She pointed out that “This sends a very strong message to all politically astute academics: if they are likely to make findings that do not accord with the consensus, these findings should be hidden within phrases that are unintelligible gobbledygook…. They should certainly not translate their findings into plain English, or, worse, air them on national television, because that way the average Australian would have some understanding of what they are actually funding with their hard-earned taxes.” Ironically, she adds, some of Ridd’s former colleagues have recently produced “jargon-filled technical analysis that essentially supports what Peter Ridd has been saying for some years – and which earned him his first censure by the University”.
If academics can see it, so can the public. The emperor has no clothes. And possibly no robes either. The High Court had the gall to affirm Ridd’s “intellectual freedom” to question the research findings of others, and to do so bluntly, even rudely… as well as the freedom of JCU to fire him for doing it. But in Marohasy’s unexpectedly poetic phrase, “For the High Court, it seems that intellectual freedom is like a delicate flower that does not survive being plucked. It can be contemplated from afar but cannot be held or given as a gift.” Is it really who judges and university administrators want to be? Yet when a peer-reviewed journal will re-review a piece that challenges orthodoxy, select guardians of orthodoxy for the second review, and when they predictably denounce it will remove it, we are as Kenneth Richard says in precisely the world Phil Jones of the Climatic Research Unit at the University of East Anglia seemed to have in mind when he sent a “HIGHLY CONFIDENTIAL” email to Michael Mann back in 2004 saying he and other guardians of orthodoxy would exclude dissenting views “even if we have to redefine what the peer-review literature is”.
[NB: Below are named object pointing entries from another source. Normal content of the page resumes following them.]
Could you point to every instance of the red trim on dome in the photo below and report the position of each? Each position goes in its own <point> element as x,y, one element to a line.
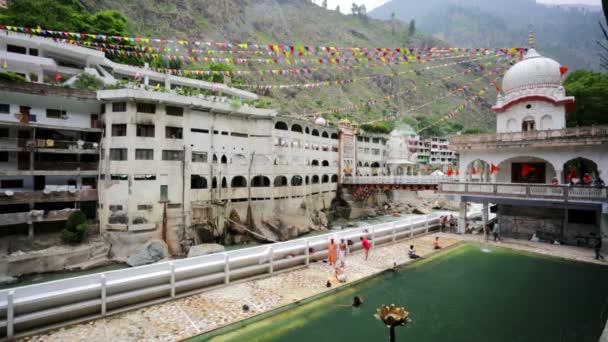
<point>570,105</point>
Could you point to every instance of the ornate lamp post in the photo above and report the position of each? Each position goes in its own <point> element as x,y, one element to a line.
<point>393,317</point>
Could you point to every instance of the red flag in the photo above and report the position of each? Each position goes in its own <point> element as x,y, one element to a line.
<point>526,169</point>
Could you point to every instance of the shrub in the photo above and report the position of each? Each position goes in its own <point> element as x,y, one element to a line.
<point>75,228</point>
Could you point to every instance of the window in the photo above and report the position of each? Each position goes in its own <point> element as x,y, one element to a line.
<point>119,107</point>
<point>145,131</point>
<point>199,157</point>
<point>173,132</point>
<point>164,193</point>
<point>119,130</point>
<point>149,108</point>
<point>16,49</point>
<point>144,154</point>
<point>173,155</point>
<point>118,154</point>
<point>11,183</point>
<point>55,113</point>
<point>198,130</point>
<point>198,182</point>
<point>144,177</point>
<point>174,111</point>
<point>115,207</point>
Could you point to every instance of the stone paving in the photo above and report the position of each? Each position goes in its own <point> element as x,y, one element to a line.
<point>196,314</point>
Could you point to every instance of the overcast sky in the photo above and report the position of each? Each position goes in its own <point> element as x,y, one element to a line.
<point>371,4</point>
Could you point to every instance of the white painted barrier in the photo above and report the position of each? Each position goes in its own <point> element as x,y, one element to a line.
<point>54,303</point>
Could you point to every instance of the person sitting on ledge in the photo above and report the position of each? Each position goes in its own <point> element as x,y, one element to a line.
<point>412,253</point>
<point>436,243</point>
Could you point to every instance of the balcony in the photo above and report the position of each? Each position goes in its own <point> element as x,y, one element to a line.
<point>562,137</point>
<point>562,193</point>
<point>14,197</point>
<point>35,216</point>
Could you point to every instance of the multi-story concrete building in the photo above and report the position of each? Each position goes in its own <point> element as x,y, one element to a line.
<point>49,154</point>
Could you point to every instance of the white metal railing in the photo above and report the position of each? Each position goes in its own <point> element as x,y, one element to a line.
<point>541,191</point>
<point>387,180</point>
<point>96,295</point>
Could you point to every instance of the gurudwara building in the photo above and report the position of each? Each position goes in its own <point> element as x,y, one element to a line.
<point>534,167</point>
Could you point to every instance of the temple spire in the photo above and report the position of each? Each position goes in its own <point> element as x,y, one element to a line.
<point>531,39</point>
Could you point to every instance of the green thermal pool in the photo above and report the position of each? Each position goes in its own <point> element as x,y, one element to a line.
<point>464,294</point>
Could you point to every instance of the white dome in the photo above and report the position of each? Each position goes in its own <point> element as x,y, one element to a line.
<point>321,121</point>
<point>534,71</point>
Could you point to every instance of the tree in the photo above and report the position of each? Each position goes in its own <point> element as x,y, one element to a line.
<point>590,89</point>
<point>355,9</point>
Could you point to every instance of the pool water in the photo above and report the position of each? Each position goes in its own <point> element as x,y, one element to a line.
<point>464,294</point>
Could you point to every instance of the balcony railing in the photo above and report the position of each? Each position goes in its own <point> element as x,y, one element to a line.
<point>395,180</point>
<point>48,144</point>
<point>532,191</point>
<point>567,133</point>
<point>16,197</point>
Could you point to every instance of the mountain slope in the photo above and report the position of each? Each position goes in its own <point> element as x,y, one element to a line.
<point>567,34</point>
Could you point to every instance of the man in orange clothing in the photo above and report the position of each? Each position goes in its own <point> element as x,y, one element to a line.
<point>332,253</point>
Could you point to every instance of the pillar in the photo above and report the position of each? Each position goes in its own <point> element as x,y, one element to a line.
<point>604,227</point>
<point>462,218</point>
<point>485,213</point>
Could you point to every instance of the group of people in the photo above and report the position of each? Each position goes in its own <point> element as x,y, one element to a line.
<point>446,222</point>
<point>337,254</point>
<point>494,228</point>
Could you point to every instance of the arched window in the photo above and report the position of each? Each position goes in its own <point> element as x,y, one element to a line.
<point>281,125</point>
<point>260,182</point>
<point>511,125</point>
<point>198,182</point>
<point>238,182</point>
<point>296,180</point>
<point>296,128</point>
<point>280,181</point>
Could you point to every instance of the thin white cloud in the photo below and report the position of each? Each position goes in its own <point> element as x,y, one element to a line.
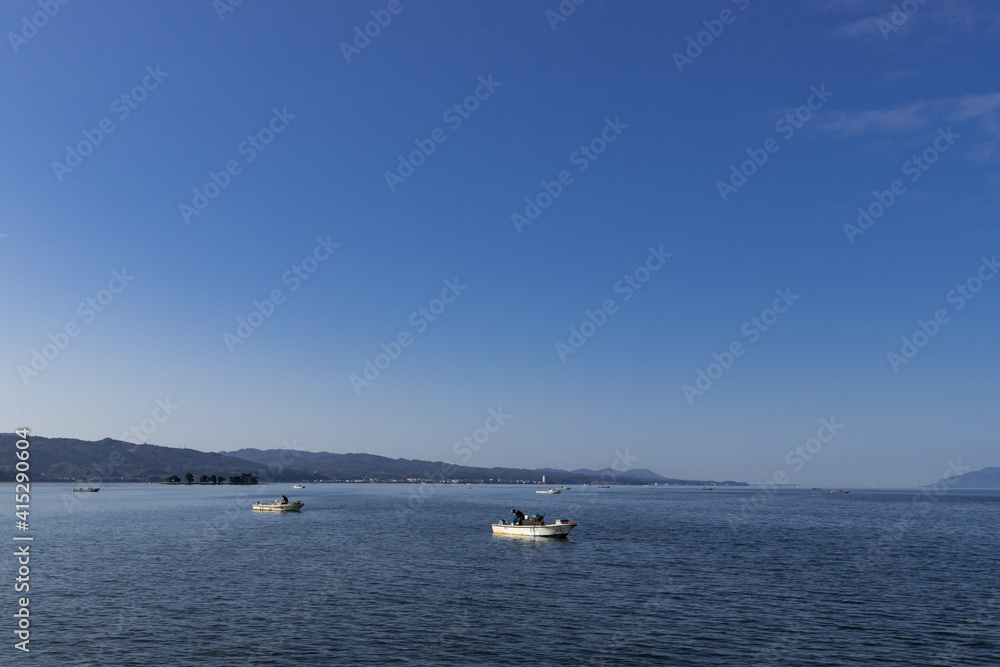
<point>899,119</point>
<point>876,124</point>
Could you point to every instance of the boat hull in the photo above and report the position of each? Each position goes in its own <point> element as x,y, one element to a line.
<point>547,530</point>
<point>270,507</point>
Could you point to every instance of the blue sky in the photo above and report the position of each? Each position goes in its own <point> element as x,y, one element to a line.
<point>743,153</point>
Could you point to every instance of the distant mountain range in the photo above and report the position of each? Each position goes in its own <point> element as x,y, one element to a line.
<point>987,478</point>
<point>70,459</point>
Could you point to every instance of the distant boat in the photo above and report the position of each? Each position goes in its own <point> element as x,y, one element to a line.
<point>278,506</point>
<point>535,527</point>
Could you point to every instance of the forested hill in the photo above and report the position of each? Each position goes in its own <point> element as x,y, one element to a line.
<point>68,459</point>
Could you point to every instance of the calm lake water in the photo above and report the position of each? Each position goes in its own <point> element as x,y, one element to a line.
<point>411,575</point>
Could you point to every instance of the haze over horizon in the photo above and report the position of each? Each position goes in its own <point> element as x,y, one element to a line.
<point>565,236</point>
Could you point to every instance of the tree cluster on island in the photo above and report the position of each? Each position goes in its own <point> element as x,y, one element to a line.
<point>243,479</point>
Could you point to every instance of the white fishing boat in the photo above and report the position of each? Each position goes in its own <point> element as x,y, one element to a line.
<point>278,506</point>
<point>535,527</point>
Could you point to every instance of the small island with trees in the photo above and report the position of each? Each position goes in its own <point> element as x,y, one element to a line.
<point>209,480</point>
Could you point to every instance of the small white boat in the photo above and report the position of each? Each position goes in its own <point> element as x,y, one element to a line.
<point>529,528</point>
<point>278,506</point>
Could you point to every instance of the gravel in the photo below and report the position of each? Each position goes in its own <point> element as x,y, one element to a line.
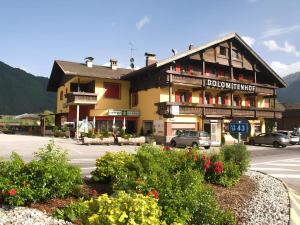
<point>27,216</point>
<point>269,205</point>
<point>270,202</point>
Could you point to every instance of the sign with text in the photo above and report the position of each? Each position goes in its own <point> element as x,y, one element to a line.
<point>229,85</point>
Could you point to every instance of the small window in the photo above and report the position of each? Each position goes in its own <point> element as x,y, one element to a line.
<point>134,99</point>
<point>61,96</point>
<point>235,54</point>
<point>112,90</point>
<point>223,51</point>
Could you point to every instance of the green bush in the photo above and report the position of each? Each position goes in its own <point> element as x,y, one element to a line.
<point>237,154</point>
<point>122,208</point>
<point>48,176</point>
<point>111,166</point>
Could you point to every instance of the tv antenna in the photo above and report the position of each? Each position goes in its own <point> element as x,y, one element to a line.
<point>132,49</point>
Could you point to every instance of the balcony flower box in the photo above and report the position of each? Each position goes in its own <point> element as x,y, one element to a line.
<point>105,140</point>
<point>132,140</point>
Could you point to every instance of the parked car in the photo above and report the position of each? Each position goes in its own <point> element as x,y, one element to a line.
<point>294,139</point>
<point>274,139</point>
<point>194,139</point>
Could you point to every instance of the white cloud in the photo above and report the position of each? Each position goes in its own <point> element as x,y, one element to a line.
<point>249,40</point>
<point>271,32</point>
<point>142,22</point>
<point>287,48</point>
<point>285,69</point>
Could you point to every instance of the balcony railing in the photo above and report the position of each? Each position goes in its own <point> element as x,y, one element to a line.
<point>167,109</point>
<point>197,79</point>
<point>81,98</point>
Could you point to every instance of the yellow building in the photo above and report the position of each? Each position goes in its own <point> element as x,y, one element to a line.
<point>203,88</point>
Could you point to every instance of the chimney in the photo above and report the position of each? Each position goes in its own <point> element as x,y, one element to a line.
<point>113,64</point>
<point>89,61</point>
<point>150,58</point>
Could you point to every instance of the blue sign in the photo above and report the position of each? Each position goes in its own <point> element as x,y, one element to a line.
<point>241,127</point>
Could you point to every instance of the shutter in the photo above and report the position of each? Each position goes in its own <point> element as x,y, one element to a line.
<point>177,96</point>
<point>189,97</point>
<point>201,99</point>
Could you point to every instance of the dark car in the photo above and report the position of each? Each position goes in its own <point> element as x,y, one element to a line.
<point>274,139</point>
<point>194,139</point>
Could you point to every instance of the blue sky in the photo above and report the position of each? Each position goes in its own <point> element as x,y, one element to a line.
<point>35,33</point>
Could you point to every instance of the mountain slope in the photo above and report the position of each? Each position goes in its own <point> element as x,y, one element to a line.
<point>21,92</point>
<point>291,94</point>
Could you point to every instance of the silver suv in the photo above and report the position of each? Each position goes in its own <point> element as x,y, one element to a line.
<point>194,139</point>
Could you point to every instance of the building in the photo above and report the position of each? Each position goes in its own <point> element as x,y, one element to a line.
<point>202,88</point>
<point>290,117</point>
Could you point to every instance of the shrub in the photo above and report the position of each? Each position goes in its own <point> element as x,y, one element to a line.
<point>111,165</point>
<point>48,176</point>
<point>122,208</point>
<point>237,154</point>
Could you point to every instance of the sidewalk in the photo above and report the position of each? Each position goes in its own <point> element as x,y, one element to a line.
<point>295,207</point>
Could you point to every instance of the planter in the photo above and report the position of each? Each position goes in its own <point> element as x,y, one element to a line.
<point>89,141</point>
<point>134,141</point>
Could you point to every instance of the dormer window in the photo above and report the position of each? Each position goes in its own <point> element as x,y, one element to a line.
<point>235,54</point>
<point>223,51</point>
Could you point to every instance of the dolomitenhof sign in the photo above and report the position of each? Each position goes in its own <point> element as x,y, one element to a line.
<point>229,85</point>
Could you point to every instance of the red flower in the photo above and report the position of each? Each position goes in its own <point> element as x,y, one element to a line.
<point>94,193</point>
<point>12,192</point>
<point>196,157</point>
<point>153,193</point>
<point>167,148</point>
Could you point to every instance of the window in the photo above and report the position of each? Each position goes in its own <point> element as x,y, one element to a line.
<point>223,51</point>
<point>134,99</point>
<point>235,54</point>
<point>61,95</point>
<point>112,90</point>
<point>183,96</point>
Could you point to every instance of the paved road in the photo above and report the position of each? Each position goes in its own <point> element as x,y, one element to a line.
<point>283,163</point>
<point>81,155</point>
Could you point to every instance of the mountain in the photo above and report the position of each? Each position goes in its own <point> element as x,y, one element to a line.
<point>22,92</point>
<point>291,94</point>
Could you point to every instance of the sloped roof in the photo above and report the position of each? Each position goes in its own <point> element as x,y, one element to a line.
<point>65,68</point>
<point>202,47</point>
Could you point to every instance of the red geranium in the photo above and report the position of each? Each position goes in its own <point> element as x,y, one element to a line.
<point>12,192</point>
<point>218,167</point>
<point>153,193</point>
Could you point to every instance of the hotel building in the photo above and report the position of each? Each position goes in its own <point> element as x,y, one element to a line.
<point>203,88</point>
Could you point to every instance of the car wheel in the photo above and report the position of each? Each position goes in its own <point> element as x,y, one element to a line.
<point>276,144</point>
<point>252,142</point>
<point>195,145</point>
<point>173,144</point>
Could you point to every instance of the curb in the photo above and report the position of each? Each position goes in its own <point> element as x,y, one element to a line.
<point>286,188</point>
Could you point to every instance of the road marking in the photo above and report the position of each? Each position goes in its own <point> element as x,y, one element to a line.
<point>274,161</point>
<point>273,169</point>
<point>296,176</point>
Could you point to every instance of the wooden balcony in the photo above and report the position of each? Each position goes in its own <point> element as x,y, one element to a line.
<point>167,109</point>
<point>199,80</point>
<point>81,98</point>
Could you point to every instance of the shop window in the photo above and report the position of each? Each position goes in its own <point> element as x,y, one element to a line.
<point>61,95</point>
<point>112,90</point>
<point>223,51</point>
<point>235,54</point>
<point>183,96</point>
<point>237,101</point>
<point>134,99</point>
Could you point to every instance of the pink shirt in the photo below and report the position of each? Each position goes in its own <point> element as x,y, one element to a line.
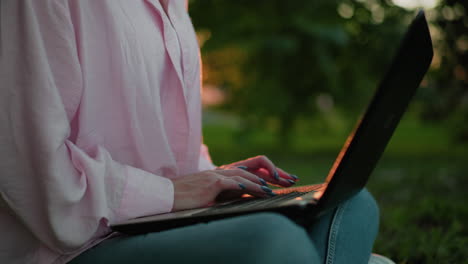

Then there’s the school in Australia that invited a leading mining entrepreneur and alumna to address their assembly then cut the part of her video presentation that contested climate orthodoxy on the grounds that “The School encourages our students to think critically and analyse all facts presented to them, particularly in this age of the internet. The School does not endorse the personal views shared in the full video.”
Suppressing truth is tricky. And we are delighted to report that Ridd has said he will continue to work with Australia’s Institute of Public Affairs, which helped fundraise for his court challenge, as well as with other groups devoted to freedom of speech and academic freedom. Moreover he will do so without pay, which underlines how unusual his situation is. Most of us don’t have that luxury… and the dean knows it.
So too may the public. Eric Worrall in a piece entitled “Peter Ridd Case: Academic Freedom Just Died in Australia”, notes that the federal government there has brought in a bill called the “Higher Education Support Amendment (Freedom of Speech) Bill 2020” specifically in response to Ridd’s case. But JCU went ahead anyway, raising serious doubts whether “the government response to the Peter Ridd case is enough to repair Australia’s reputation and academic environment.” If it is not, firing him will be a Pyrrhic victory for educators determined to destroy that reputation and environment. But even if it is, the attempt was shabby.
To an ordinary bloke, a layman, the High Court ruling seems to be an attack on freedom of speech and inquiry, and supports the silencing of views that don’t support the UN agenda. The learned judges found a way to defeat searching for the truth, and stick with the mob it seems.
Can you imagine the courage it would take to challenge the UN agenda as a professor in a university that has signed onto the climate change emergency declaration as so many universities in Canada now have, especially with Mark Carney as a leading advisor to the declaration?
Wouldn't it be like being a whistle blower who thought they would be protected for exposing a crime?